In a nutshell, the tech didn’t work. If anything, the passive-aggressive reminders to stop and take stock only made me cross. Pictures of dandelions, soft music and guided breathing did nothing to centre my life. And I know why – because such a radical shift in focus can’t happen in front of a 5.5-inch screen – it has to come from me. I have to recalibrate my expectations, and stop trying to find a sticking plaster fix for my own attitudinal self-sabotage.

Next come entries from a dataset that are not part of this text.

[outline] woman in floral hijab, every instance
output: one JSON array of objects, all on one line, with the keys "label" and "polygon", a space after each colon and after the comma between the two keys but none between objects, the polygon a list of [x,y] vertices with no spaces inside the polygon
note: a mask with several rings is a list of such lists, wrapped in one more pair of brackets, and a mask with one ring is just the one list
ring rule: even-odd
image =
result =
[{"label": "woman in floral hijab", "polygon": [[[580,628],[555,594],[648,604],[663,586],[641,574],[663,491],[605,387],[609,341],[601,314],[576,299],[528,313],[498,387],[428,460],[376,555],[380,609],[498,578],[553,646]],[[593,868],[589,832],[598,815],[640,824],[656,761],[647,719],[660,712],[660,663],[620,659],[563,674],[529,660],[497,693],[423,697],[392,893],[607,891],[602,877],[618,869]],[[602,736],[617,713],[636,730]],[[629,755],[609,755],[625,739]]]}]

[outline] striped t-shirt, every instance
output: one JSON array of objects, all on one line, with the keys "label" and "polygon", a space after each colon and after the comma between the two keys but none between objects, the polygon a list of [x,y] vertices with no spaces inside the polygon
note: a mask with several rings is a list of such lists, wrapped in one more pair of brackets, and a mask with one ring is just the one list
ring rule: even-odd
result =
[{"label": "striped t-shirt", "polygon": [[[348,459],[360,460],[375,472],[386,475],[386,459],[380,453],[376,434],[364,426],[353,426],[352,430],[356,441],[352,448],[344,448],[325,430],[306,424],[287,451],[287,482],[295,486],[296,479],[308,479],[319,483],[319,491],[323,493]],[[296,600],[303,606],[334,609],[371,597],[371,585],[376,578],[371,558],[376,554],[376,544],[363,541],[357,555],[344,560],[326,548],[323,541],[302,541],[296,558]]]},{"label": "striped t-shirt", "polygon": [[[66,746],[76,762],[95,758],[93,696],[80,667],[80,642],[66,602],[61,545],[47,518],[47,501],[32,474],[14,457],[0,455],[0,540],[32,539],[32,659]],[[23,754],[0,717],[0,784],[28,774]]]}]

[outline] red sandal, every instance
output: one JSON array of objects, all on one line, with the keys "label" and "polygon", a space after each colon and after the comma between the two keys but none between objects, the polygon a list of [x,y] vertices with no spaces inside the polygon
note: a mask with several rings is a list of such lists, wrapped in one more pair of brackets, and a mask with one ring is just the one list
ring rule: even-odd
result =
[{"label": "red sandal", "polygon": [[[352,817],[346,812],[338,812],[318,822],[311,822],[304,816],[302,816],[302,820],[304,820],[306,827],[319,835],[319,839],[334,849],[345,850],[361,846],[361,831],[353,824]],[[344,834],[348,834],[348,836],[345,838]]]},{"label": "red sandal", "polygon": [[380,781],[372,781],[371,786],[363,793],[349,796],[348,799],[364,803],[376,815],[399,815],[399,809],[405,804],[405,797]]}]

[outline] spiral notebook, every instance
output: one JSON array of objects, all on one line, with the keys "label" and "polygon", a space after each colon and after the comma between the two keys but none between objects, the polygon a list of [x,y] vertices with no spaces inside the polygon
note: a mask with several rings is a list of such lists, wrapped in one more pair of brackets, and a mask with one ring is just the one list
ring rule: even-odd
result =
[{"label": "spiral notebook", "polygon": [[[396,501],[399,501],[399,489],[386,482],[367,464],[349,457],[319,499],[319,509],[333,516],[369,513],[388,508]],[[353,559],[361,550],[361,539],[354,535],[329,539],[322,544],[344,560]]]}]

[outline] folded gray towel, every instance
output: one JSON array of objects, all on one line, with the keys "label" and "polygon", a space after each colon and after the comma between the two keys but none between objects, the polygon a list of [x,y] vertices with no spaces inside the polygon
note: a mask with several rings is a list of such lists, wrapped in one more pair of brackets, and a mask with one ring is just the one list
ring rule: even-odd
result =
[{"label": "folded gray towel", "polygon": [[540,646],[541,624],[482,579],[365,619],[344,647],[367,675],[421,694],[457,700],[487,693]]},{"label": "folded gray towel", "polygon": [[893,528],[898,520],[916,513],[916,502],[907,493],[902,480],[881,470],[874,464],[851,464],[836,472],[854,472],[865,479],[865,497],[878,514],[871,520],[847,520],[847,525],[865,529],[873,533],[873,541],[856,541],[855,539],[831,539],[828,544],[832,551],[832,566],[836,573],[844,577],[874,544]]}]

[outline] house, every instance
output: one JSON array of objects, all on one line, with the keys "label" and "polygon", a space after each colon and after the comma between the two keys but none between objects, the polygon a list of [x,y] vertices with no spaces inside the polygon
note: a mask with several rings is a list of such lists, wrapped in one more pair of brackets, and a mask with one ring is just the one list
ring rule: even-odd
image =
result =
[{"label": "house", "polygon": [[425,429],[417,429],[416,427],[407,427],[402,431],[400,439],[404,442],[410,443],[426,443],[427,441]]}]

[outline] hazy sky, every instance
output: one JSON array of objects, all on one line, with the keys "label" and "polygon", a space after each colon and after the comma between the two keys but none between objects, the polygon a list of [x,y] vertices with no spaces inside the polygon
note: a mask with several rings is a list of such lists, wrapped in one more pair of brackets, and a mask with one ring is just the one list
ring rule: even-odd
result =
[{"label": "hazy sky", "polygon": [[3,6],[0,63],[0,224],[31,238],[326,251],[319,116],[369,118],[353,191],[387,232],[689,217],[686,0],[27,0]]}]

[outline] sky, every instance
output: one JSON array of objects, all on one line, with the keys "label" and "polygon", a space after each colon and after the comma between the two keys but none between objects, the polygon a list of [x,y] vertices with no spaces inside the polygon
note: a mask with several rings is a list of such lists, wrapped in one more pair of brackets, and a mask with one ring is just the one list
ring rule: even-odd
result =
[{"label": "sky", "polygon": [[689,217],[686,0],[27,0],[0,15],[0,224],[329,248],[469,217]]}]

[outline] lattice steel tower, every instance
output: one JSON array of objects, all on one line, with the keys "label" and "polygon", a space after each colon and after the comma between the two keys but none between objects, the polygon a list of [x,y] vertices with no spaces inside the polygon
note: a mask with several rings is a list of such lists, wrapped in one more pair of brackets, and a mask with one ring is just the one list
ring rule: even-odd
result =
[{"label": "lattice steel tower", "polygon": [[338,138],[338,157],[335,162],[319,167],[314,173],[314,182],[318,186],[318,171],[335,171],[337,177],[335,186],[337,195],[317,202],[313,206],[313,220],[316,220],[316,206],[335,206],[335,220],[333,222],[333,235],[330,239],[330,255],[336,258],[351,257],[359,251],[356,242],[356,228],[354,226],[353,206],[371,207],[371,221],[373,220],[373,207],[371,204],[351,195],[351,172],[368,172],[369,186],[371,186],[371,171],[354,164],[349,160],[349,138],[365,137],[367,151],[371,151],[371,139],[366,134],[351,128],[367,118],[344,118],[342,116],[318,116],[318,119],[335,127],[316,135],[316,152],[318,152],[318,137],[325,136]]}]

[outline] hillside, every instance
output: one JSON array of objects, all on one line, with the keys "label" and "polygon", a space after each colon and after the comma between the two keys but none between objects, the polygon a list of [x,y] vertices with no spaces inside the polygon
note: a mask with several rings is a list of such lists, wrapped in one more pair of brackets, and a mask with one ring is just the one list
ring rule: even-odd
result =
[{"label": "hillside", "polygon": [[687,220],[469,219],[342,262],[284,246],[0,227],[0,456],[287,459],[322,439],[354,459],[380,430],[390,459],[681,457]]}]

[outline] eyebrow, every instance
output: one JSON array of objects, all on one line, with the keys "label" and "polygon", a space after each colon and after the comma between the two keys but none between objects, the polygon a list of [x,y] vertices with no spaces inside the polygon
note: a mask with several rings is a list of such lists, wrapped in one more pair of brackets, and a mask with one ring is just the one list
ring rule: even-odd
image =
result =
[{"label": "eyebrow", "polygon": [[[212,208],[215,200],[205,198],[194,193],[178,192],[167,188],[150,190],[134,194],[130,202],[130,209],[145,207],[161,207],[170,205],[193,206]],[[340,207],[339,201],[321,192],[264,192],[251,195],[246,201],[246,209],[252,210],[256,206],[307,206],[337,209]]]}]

As a result, I’m beginning to arrive at my own slightly wonky Zen state. One that is far more realistic given that I don’t live in an Instagram photo. It starts with a mutual understanding between me and The Universe, that nobody in Scotland is really living in a higher state of being. Next, it involves laughing at how badly my well-intentioned self-help pans out. Then, it’s a gradual acceptance that I’m more Daria than Dalai Lama, and that deep down, I’d rather call for pizza than strike a posture.
For all of my early rising, hungover sun salutations and meditation, I’m no longer aiming for personal nirvana. And I think I’m okay with that. Nothing beats whizzing down a hill on a bike. Nothing makes me smile like making a bed-sheet den with my boys, on a clothes horse. I know I’ll find moments of self-care hiding in bubble baths and beer bottles and in singing to The Smiths when I feel sad. These will always work in a way that deep breaths never will. So long may the little things continue.